# Chronology Of Pride Era MMA HW Championship Race



## Stuart (Oct 28, 2019)

Fan film by me. 

It was a golden age in MMA at HW IMO. 

I much prefer Pride rules and scoring.


----------



## Headhunter (Oct 28, 2019)

Ah the days of roided up fighters and fixed fights


----------



## Stuart (Oct 28, 2019)

Headhunter said:


> Ah the days of roided up fighters and fixed fights



Not a fan of Pride?

I think all fans hate fixed fights. The point about roided up fighters is less clear, I’ve seen people say that as a good thing and a bad thing.


----------



## Headhunter (Oct 28, 2019)

Stuart said:


> Not a fan of Pride?
> 
> I think all fans hate fixed fights. The point about roided up fighters is less clear, I’ve seen people say that as a good thing and a bad thing.
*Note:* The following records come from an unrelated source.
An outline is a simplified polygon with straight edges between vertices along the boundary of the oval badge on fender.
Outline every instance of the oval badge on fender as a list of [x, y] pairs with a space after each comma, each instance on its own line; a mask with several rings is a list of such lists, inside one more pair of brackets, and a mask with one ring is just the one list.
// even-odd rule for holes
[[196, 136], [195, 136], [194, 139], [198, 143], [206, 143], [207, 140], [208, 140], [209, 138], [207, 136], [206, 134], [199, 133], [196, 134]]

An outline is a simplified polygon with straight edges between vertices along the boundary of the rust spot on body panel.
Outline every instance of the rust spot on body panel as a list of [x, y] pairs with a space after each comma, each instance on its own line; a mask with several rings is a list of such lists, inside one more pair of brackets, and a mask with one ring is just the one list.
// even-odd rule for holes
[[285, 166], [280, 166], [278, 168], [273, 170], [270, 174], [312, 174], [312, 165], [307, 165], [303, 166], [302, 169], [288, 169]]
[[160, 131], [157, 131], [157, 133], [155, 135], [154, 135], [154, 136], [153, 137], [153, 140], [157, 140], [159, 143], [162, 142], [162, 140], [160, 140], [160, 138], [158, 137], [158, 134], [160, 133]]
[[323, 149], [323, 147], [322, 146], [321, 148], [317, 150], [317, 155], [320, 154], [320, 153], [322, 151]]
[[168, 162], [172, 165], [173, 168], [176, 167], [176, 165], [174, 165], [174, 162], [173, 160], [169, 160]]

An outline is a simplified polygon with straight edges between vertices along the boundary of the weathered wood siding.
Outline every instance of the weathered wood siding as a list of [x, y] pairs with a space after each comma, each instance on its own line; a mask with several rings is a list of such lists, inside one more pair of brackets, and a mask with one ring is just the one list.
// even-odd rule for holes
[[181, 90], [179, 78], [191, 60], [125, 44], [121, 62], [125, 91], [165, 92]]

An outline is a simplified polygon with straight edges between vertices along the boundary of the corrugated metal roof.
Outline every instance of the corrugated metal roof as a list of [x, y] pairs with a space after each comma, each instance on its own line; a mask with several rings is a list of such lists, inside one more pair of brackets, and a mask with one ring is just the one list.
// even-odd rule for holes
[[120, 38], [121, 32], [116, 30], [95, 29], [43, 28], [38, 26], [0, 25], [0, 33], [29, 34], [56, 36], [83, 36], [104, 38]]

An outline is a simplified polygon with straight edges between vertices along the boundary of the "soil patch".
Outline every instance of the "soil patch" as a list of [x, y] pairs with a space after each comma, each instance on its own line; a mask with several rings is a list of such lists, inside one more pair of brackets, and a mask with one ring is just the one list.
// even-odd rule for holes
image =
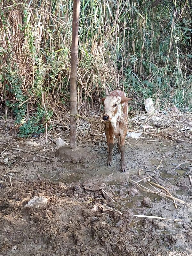
[[[12, 142], [11, 154], [0, 166], [0, 255], [192, 255], [190, 145], [129, 139], [128, 171], [123, 174], [117, 148], [112, 166], [107, 166], [105, 139], [98, 138], [79, 144], [89, 155], [86, 164], [53, 160], [55, 150], [48, 146], [45, 151], [44, 146], [29, 149], [23, 141]], [[2, 152], [4, 142], [1, 147]], [[185, 203], [177, 201], [176, 209], [168, 198], [133, 182], [149, 176]], [[148, 180], [140, 184], [162, 191]], [[48, 199], [44, 209], [25, 207], [35, 196]], [[100, 205], [102, 209], [97, 206]]]

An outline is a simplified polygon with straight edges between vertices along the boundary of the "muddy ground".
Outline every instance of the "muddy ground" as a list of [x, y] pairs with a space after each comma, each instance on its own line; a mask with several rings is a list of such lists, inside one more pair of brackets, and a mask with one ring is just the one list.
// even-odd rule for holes
[[[192, 255], [192, 145], [142, 137], [126, 140], [125, 174], [116, 149], [112, 166], [107, 166], [101, 135], [78, 143], [92, 156], [88, 163], [74, 164], [52, 158], [51, 144], [35, 148], [2, 134], [0, 152], [8, 147], [0, 158], [1, 256]], [[176, 209], [134, 182], [151, 175], [186, 204], [176, 201]], [[156, 191], [147, 180], [140, 184]], [[45, 208], [25, 208], [42, 196], [48, 199]], [[96, 204], [102, 207], [94, 212]], [[111, 210], [105, 211], [107, 206]]]

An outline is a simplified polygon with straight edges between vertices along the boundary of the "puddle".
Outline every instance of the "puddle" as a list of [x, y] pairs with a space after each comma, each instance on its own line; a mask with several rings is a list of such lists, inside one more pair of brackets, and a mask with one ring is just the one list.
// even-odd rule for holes
[[178, 194], [181, 196], [190, 196], [191, 194], [191, 192], [190, 191], [185, 189], [180, 189], [176, 190], [176, 192]]
[[179, 174], [184, 177], [185, 177], [185, 174], [188, 172], [188, 171], [186, 171], [186, 170], [183, 170], [182, 169], [175, 169], [174, 171], [175, 172], [177, 172]]
[[[164, 172], [161, 172], [160, 173], [160, 176], [161, 176], [162, 178], [164, 178], [165, 179], [169, 179], [170, 178], [171, 178], [172, 179], [174, 180], [176, 180], [178, 177], [178, 175], [175, 175], [171, 174], [171, 173], [167, 173], [166, 171], [165, 171]], [[174, 184], [175, 183], [175, 181], [174, 180], [172, 181], [169, 179], [169, 181], [172, 182], [172, 184]]]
Not a fan at all. An ultra corrupt league with dumb rules that were damm lucky didn't kill anyone. Stamping on someone's head on the ground. To me that's disgusting and it's very lucky no one died. Yeah I'm sure the drunk fools watching it loved it but I'm someone who's been around the fight game most of my life I've seen the damage amateur boxing does and how it ruins people's lives. Let alone stamping on their heads.

As for steroids. In my eyes you take steroids in the ring you're a coward. It means your not confident in your own skills so you need to resort to taking junk to win. 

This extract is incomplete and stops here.